The Swedes (Swedish: svear; Old Norse: svíar / suar (probably from the PIE reflexive pronominal root *s(w)e, "one's own [tribesmen/kinsmen]";Old English: Sweonas) were a North Germanic tribe.
The first author who wrote about the tribe is Tacitus, who in his Germania, from 98 CE mentions the Suiones. Jordanes, in the sixth century, mentions Suehans and Sueones.
According to early sources such as the sagas, especially Heimskringla, the Swedes were a powerful tribe whose kings claimed descendence from the god Freyr. During the Viking Age they constituted the basis of the Varangian subset, the Vikings that travelled eastwards (see Rus' people).
As the dominions of the Swedish kings grew, the name of the tribe could be applied more generally during the Middle Ages to include also the Geats.
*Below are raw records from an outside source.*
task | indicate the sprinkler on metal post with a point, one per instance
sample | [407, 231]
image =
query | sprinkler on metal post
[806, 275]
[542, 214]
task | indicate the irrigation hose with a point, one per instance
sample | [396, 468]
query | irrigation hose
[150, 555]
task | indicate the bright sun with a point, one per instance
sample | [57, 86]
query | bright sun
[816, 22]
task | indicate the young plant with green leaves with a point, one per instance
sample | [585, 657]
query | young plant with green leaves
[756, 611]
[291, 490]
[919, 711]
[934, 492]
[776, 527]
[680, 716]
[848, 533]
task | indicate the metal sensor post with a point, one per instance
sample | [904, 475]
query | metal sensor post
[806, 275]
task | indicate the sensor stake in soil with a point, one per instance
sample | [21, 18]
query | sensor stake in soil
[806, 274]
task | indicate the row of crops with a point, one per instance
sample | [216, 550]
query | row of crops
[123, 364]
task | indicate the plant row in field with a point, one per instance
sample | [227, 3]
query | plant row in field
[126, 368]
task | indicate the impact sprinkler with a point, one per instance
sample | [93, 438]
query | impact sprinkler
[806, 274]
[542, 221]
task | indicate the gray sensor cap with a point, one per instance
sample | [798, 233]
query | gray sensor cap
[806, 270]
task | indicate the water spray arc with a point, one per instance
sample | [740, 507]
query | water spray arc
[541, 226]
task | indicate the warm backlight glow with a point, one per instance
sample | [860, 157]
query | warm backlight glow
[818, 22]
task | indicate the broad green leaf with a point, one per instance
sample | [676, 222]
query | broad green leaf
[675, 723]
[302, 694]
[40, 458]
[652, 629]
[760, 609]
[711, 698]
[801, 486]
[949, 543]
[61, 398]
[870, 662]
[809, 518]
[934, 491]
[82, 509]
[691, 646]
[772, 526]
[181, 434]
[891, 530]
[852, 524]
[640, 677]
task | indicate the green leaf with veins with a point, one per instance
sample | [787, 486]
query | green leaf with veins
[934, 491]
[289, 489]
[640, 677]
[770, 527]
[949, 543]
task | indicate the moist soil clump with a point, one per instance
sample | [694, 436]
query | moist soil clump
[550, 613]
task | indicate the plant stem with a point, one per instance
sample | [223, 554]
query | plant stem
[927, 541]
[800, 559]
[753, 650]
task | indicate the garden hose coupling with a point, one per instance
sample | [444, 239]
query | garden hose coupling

Later it again meant only the people inhabiting the original tribal lands in Svealand, rather than the Geats.
In modern North Germanic languages, the adjectival form svensk and its plural svenskar have replaced the name svear and is, today, used to denote all the citizens of Sweden. The distinction between the tribal Swedes (svear) and modern Swedes (svenskar) appears to have been in effect by the early 20th century, when Nordisk familjebok noted that svenskar had almost replaced svear as a name for the Swedish people. Although this distinction is convention in modern Norwegian, Danish and Swedish, Icelandic and Faroese do not distinguish between svíar (Icelandic) or sviar (Faroese) and sænskir (Icelandic) or svenskarar (Faroese) as words for modern Swedes.